Reductions in university enrollments increasing, but number of qualified engineers still in short supply.
By Ed Sperling
Uncle Sam wants you—but not on the battlefield.
The diminished pool of qualified engineering and science graduates is having a major impact on the defense market. There simply are too few trained engineers to design complex systems for the military at the rate they’re needed, creating a huge hole in a system that has been humming along for the better part of a century. And with many existing engineers retiring or retired, the need will only grow.
The problem started in the early 1990s with acquisition reform, which began tackling problems of custom-made tools.

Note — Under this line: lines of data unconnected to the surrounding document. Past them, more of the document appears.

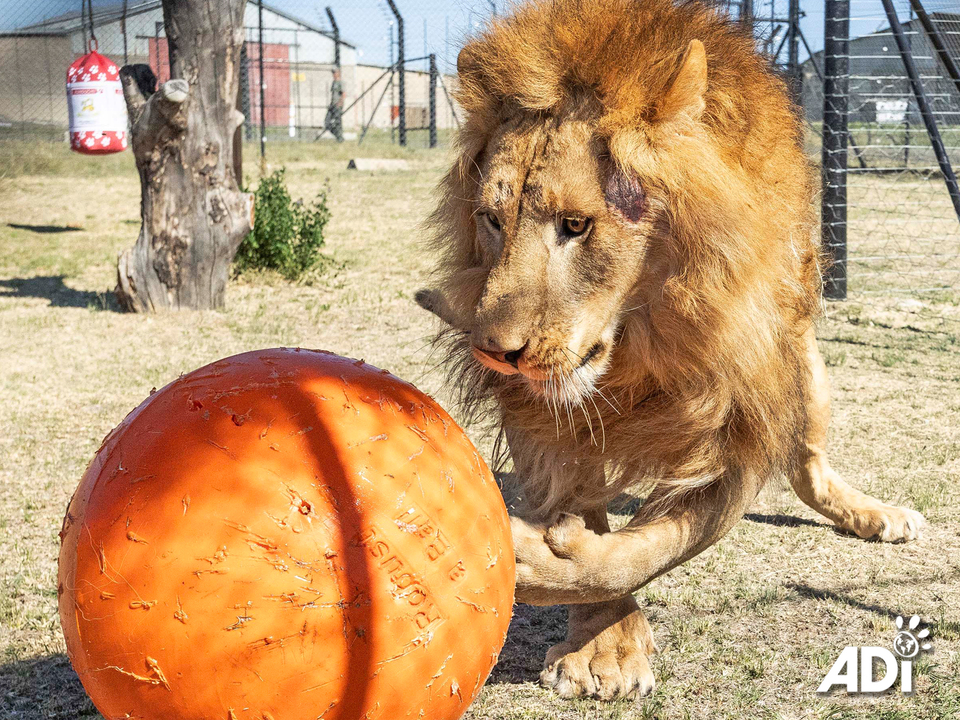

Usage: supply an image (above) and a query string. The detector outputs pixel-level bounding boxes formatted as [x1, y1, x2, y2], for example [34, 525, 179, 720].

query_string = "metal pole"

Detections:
[258, 0, 266, 172]
[360, 76, 393, 145]
[121, 0, 129, 64]
[389, 24, 395, 143]
[234, 66, 243, 186]
[741, 0, 753, 28]
[155, 21, 163, 80]
[429, 53, 437, 148]
[325, 7, 341, 68]
[769, 0, 775, 55]
[904, 3, 912, 169]
[787, 0, 801, 99]
[257, 0, 267, 175]
[821, 0, 850, 300]
[240, 42, 252, 141]
[325, 8, 343, 143]
[880, 0, 960, 221]
[908, 0, 960, 97]
[385, 0, 406, 146]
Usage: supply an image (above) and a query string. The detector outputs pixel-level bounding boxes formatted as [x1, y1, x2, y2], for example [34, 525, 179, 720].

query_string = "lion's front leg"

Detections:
[506, 428, 762, 700]
[512, 469, 765, 605]
[541, 596, 657, 700]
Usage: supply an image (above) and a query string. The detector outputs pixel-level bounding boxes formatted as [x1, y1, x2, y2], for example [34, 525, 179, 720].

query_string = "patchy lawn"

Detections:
[1, 141, 958, 720]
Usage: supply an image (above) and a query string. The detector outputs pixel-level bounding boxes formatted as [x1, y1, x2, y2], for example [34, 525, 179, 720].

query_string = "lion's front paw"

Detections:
[839, 499, 926, 543]
[540, 598, 656, 700]
[511, 514, 604, 605]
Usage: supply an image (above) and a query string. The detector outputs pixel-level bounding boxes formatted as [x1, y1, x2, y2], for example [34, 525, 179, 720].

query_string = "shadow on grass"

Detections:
[785, 583, 902, 619]
[744, 512, 828, 530]
[489, 473, 568, 686]
[7, 223, 83, 234]
[488, 603, 568, 686]
[0, 276, 119, 311]
[0, 653, 98, 719]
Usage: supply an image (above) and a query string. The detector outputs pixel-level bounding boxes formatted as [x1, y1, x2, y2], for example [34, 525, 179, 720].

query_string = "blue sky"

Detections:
[5, 0, 904, 71]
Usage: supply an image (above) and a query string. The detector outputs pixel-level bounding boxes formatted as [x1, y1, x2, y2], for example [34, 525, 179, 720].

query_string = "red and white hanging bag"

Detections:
[67, 42, 128, 155]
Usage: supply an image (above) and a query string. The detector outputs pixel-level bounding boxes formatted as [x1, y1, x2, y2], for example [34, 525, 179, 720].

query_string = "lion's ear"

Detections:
[657, 39, 708, 122]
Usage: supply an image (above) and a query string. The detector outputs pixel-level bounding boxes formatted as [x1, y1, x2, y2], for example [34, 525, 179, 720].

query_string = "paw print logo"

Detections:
[893, 615, 932, 659]
[84, 137, 95, 148]
[108, 65, 116, 74]
[98, 72, 106, 81]
[101, 136, 111, 147]
[90, 64, 99, 74]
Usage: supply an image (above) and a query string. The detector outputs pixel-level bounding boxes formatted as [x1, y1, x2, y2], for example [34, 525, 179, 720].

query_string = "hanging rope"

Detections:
[82, 0, 98, 52]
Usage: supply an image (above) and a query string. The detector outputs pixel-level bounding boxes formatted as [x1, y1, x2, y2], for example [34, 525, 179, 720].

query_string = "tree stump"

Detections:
[116, 0, 253, 312]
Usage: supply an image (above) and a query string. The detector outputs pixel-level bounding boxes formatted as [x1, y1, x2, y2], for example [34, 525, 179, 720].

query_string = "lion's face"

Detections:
[468, 117, 661, 403]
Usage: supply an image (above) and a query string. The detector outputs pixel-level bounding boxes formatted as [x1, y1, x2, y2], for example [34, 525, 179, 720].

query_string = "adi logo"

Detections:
[817, 615, 932, 694]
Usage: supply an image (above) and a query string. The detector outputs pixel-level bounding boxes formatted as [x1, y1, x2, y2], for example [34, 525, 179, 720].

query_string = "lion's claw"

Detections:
[540, 596, 657, 700]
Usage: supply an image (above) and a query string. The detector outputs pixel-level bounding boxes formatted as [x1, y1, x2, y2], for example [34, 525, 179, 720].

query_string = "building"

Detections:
[800, 12, 960, 126]
[0, 0, 459, 139]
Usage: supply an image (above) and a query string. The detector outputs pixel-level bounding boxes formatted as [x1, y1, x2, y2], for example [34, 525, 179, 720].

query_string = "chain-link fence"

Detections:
[710, 0, 960, 297]
[811, 0, 960, 296]
[0, 0, 468, 148]
[1, 0, 958, 296]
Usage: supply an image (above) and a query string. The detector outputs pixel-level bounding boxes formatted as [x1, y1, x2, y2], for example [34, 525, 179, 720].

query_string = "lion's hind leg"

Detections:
[791, 329, 925, 542]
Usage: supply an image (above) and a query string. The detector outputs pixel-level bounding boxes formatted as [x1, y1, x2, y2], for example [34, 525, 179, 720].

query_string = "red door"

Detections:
[148, 38, 291, 128]
[246, 43, 291, 128]
[147, 37, 171, 85]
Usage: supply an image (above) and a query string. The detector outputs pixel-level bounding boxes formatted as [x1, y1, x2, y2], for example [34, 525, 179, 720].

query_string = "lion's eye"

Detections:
[483, 212, 502, 232]
[561, 217, 590, 237]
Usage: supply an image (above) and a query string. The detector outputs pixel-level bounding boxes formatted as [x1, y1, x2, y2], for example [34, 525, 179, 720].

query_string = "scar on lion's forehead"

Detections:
[481, 162, 521, 206]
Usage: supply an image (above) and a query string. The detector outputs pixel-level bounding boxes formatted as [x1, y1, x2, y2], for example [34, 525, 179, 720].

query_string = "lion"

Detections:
[416, 0, 926, 700]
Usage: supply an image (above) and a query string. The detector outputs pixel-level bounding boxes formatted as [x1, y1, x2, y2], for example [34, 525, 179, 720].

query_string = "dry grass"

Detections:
[1, 141, 959, 720]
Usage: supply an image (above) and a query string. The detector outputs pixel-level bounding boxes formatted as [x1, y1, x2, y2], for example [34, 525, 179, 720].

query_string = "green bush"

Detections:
[234, 168, 331, 280]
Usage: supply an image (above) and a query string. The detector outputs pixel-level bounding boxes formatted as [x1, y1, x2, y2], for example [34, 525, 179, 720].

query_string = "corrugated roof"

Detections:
[9, 0, 355, 48]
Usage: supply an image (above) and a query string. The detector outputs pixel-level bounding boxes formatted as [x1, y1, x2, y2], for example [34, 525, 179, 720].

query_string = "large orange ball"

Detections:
[58, 348, 514, 720]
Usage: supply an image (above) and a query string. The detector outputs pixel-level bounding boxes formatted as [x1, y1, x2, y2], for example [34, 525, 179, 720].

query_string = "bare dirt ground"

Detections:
[1, 142, 958, 719]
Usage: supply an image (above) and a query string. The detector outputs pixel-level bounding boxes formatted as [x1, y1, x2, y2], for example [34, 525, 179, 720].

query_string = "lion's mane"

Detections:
[427, 0, 823, 516]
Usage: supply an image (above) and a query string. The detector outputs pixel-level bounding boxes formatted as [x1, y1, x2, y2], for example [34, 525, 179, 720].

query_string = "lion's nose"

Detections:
[473, 341, 528, 369]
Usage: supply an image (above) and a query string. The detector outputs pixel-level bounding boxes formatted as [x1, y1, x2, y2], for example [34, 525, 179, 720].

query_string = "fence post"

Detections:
[821, 0, 849, 300]
[240, 43, 252, 141]
[787, 0, 801, 99]
[154, 21, 163, 79]
[326, 7, 341, 68]
[325, 7, 344, 142]
[258, 0, 266, 173]
[909, 0, 960, 97]
[385, 0, 406, 146]
[429, 54, 437, 148]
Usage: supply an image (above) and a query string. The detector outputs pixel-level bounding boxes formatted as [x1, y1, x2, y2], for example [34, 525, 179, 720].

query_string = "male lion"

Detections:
[416, 0, 926, 700]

Stories about hammers and toilet seats costing hundreds of dollars made headlines across the country, and Congress reacted by moving to commercial off-the-shelf (COTS) parts. In the name of efficiency, not to mention the defense cuts of the Clinton administration, the government turned what was once an attractive career option for engineering and science graduates into an extremely unattractive option.
While it has been relatively easy for a company to get on the list of accepted suppliers—they have to meet the triple standards of reliable, safe and secure, with an established production process—the number of engineers who actually work for these companies has been in sharp decline. And so far, they haven’t returned.

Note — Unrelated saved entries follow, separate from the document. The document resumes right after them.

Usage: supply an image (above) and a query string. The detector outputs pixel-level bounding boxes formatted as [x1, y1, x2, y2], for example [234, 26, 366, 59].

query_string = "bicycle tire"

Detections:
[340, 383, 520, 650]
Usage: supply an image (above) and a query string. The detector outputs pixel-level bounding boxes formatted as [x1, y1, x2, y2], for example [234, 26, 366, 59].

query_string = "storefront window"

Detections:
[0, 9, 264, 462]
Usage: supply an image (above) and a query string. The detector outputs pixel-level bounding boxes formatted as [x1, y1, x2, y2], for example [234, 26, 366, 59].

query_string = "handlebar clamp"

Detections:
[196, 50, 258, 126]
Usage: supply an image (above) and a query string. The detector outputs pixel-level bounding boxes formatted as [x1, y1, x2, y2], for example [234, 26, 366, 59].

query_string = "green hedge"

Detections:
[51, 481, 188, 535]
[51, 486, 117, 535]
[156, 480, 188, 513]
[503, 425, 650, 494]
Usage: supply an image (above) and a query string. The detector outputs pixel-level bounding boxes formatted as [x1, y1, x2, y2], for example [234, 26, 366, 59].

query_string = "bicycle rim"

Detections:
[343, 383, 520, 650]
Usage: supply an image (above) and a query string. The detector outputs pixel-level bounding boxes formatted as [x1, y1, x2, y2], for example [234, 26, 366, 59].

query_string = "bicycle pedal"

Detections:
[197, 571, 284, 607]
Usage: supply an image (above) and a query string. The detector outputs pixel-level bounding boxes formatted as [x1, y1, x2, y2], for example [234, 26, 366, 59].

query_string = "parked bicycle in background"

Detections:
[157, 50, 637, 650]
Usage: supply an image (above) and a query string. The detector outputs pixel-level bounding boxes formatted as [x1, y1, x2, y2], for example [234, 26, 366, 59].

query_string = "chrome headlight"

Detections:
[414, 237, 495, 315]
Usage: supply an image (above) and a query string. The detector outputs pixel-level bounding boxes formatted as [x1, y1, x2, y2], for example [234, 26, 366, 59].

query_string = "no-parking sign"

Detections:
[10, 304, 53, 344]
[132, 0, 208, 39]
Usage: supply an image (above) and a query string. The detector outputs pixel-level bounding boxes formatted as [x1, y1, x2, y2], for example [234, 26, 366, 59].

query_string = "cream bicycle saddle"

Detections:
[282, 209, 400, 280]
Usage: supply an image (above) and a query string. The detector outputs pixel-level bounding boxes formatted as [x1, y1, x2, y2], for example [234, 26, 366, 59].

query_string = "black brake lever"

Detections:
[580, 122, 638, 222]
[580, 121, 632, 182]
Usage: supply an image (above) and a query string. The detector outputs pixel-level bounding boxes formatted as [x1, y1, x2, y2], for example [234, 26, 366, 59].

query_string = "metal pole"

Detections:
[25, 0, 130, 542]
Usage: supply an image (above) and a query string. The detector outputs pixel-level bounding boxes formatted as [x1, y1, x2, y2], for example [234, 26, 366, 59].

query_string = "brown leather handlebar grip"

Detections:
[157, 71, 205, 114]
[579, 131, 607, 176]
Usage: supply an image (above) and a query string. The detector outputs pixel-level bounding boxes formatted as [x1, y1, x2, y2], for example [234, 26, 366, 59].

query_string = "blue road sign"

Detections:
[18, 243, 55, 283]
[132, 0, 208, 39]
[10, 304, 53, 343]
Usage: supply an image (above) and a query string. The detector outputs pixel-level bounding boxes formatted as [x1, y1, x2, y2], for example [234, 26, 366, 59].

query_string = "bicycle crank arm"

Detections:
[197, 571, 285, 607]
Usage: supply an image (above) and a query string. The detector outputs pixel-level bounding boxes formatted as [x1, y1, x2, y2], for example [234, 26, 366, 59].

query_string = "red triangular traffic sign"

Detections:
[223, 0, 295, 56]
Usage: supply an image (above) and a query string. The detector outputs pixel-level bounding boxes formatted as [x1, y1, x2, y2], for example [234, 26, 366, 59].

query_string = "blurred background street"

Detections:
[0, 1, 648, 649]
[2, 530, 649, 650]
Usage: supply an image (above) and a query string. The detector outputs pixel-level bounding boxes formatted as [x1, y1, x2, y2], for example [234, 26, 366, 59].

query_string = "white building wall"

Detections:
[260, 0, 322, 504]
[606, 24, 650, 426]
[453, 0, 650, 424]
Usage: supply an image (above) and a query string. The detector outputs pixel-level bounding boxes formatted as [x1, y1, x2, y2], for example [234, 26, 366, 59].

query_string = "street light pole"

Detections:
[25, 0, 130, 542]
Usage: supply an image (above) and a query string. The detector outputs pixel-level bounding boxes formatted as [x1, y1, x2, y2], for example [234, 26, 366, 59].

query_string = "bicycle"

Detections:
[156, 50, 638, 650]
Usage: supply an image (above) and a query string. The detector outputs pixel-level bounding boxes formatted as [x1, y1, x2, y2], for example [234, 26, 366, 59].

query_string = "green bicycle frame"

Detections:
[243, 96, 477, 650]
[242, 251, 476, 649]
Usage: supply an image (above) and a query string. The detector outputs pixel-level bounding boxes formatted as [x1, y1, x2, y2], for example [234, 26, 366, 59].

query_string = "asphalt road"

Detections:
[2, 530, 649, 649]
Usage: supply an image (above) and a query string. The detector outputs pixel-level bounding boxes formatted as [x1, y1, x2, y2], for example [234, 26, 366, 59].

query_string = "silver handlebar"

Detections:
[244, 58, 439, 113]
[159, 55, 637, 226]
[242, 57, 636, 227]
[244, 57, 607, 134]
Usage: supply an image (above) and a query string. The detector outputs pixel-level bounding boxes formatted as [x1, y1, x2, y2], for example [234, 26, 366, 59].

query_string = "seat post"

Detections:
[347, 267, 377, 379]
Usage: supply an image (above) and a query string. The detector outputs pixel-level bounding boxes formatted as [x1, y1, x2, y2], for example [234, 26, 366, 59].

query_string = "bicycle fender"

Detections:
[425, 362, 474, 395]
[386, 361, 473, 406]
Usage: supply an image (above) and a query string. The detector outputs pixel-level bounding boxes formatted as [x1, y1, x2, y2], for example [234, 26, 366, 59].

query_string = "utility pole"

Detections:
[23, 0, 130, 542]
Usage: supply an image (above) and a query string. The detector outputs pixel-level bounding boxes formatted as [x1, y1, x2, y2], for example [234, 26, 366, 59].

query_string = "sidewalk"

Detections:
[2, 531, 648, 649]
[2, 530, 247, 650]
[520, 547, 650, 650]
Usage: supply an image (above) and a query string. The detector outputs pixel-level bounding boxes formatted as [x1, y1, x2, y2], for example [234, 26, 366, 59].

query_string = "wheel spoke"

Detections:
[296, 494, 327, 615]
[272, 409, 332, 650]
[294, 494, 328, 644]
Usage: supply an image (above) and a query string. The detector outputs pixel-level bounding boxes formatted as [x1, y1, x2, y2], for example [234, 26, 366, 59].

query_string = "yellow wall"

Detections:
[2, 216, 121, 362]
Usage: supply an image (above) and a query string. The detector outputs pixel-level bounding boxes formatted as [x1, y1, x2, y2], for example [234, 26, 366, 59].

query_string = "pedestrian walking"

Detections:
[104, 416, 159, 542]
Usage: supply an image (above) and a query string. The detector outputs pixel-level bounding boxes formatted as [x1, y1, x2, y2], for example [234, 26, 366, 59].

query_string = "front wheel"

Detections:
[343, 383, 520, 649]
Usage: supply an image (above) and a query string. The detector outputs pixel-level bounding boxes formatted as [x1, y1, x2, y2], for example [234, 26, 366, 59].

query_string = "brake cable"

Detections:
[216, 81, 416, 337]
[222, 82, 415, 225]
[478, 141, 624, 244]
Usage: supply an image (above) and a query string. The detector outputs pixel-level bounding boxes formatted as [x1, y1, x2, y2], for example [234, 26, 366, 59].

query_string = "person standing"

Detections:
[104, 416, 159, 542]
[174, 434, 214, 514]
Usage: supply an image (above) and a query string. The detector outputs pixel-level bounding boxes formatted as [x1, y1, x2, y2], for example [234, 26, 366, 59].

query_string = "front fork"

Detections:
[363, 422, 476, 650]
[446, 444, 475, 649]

“Science, technology and the underlying math and physics has been waning in schools,” said Paul Shebalin, retired U.S. Navy Rear Admiral and currently the director of the Wayne E. Meyer Institute of Systems Engineering at the Naval Postgraduate School in Monterey, Calif. “That’s especially true for those individuals who are eligible for DoD (Department of Defense) clearance.”
Enrollment at engineering schools dropped precipitously in the beginning of the decade, but it appears to be on the rise. In fact, enrollment of full-time foreign graduate students on temporary visas in science and engineering grew 16 percent in 2006, compared with only 4 percent in 2005, according to the National Science Foundation. Those numbers dropped 19 percent after the terrorist attacks on Sept. 11, 2001.

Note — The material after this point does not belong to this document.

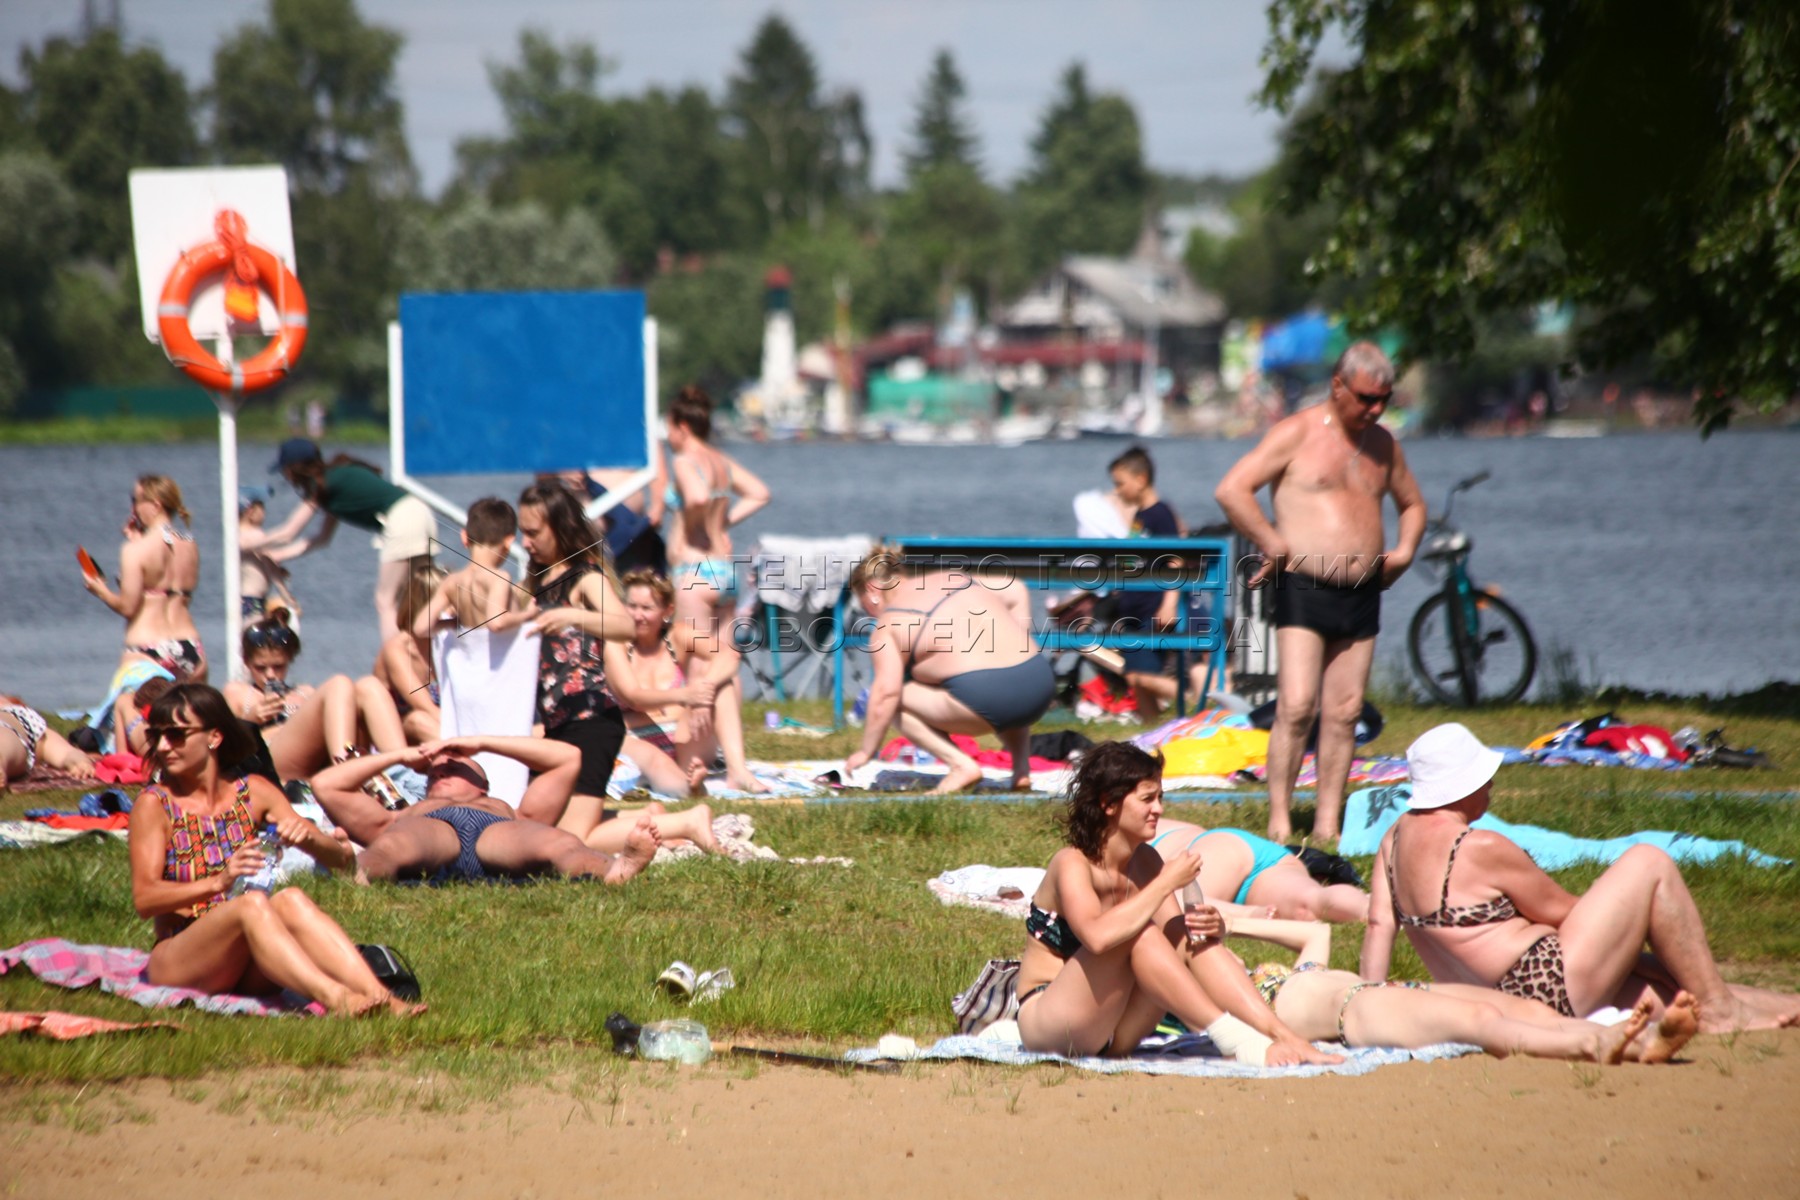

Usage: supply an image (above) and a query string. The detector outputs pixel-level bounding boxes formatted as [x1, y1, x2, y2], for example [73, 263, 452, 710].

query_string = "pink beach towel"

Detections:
[0, 938, 323, 1017]
[0, 1010, 178, 1039]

Looked at differently, the number of U.S students in those programs is growing, as well. The percentage of U.S. students in science and engineering increased to 71% of the total students enrolled in 2005, up from 69% in 2003. The good news is that it’s far easier for U.S. citizens to get DoD clearance for sensitive defense projects. But what percentage push further into graduate education and then into complex system-level design remains to be seen.
“The typical curriculum is that in undergraduate you have electrical and mechanical engineering and computer science, and then you try to integrate all of that at the end. In graduate school, it’s a systems approach—systems process, engineering economics and process management,” Shebalin said. “What we need are people who can integrate thermal with electronics, structures, weight and propulsion. In the systems engineering process, you have to come up with a system specification that includes functional and non-functional requirements.”
He noted that the Secretary of the Navy already has issued a mandate to boost the numbers of engineers and scientists, as well as the quality of their training. “We’ve seen the problems of systems engineering done badly,” he said.